En el monte de la transfiguración, donde por un período de tiempo la gloria del Hijo del Hombre pudo ser contemplada por tres de sus discípulos, no solo estuvieron Pedro, Jacobo y Juan, sino que también les aparecieron Moisés y Elías.

¡Qué gran visión tuvieron aquellos discípulos aquel día! Con su Maestro, vieron a Moisés, que representaba la ley de Dios, y a Elías, que representa a los profetas. En cierta ocasión el Señor dijo: «De estos dos mandamientos depende toda la ley y los profetas» (Mat. 22:40); y ahora, el representante de la ley y el de los profetas estaban a su lado, hablando con Él.

Ante tal visión, los discípulos tuvieron gran temor, y Pedro, sin saber lo que decía, propuso hacer tres enramadas: una para el Señor, una para Moisés y otra para Elías. Mientras Pedro pronunciaba estas palabras, una nube los cubrió y la voz del Padre, que no reconoce a nadie sino a su bendito Hijo, proclamó: «Este es mi Hijo amado, a él oíd». Pasada la visión y la voz, vieron solamente a Jesús.

Así, de hecho, encontramos aquí dos visiones: la del Señor glorificado juntamente con Moisés y Elías, y la del Señor solo. ¡La primera es llena de gloria! ¿Y la segunda? Que el Espíritu Santo nos abra los ojos para ver la gloria y belleza de la segunda visión: Jesús solo.

La primera impresión en las mentes de los apóstoles, al mirar alrededor, fue de silencio, pues aquella voz no se oía más; fue de soledad, pues Moisés y Elías se habían retirado. Ahora lo inusual había pasado, la impresión en sus mentes era de que todo alrededor era normal. La respuesta a esa primera impresión la encontraron en la presencia de «Jesús solo», pues aunque la voz desde la nube no se escuchaba más, las palabras del Señor fueron oídas. Si Moisés y Elías pasaron, Él permaneció como el perpetuo Compañero.

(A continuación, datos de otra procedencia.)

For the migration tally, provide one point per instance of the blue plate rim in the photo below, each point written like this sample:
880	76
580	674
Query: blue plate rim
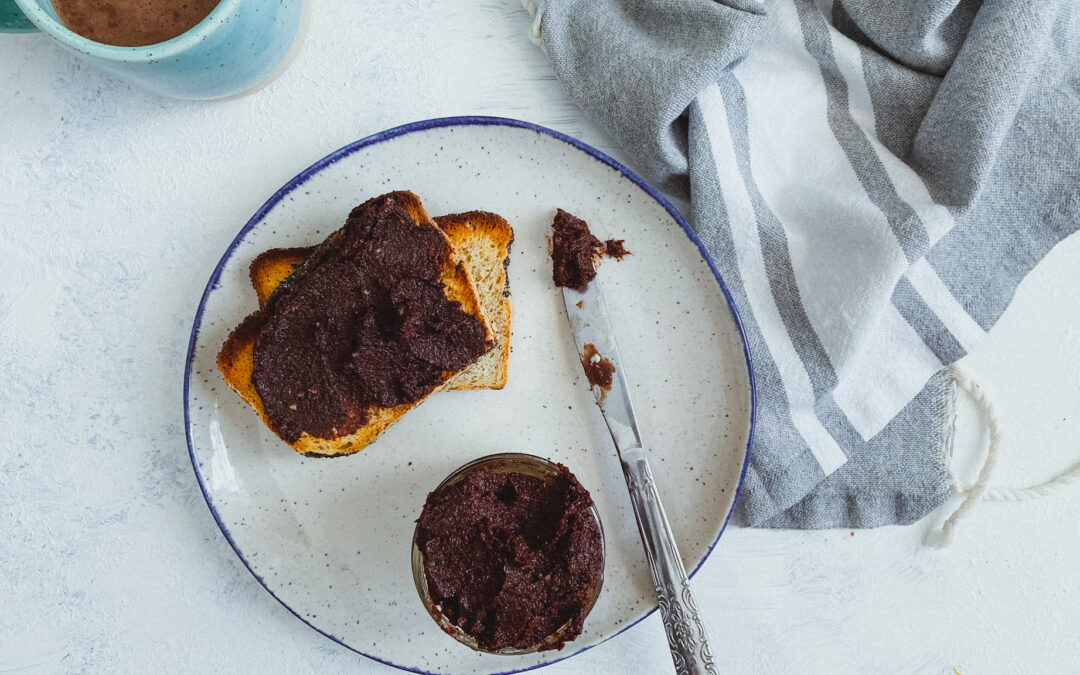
388	135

Si lo inusual había terminado, empezaron a percibir que ahora estaban en la presencia de Alguien que podía cambiar lo normal en inusual; Alguien que podría bajar con ellos hasta el valle y acompañarlos en la vida del hogar y en el servicio de los años venideros, hasta el final. Él podía tocar las cosas comunes de la vida y hacerlas brillar con esplendor, así como Su cuerpo de humillación brilló con gloria sobre el monte de la transfiguración. Esa fue la primera cosa que aquellos hombres aprendieron al levantarse de su temor. La visión había pasado. Moisés y Elías se fueron. La voz enmudeció. «Jesús solo» quedaba». (G. Campbell Morgan).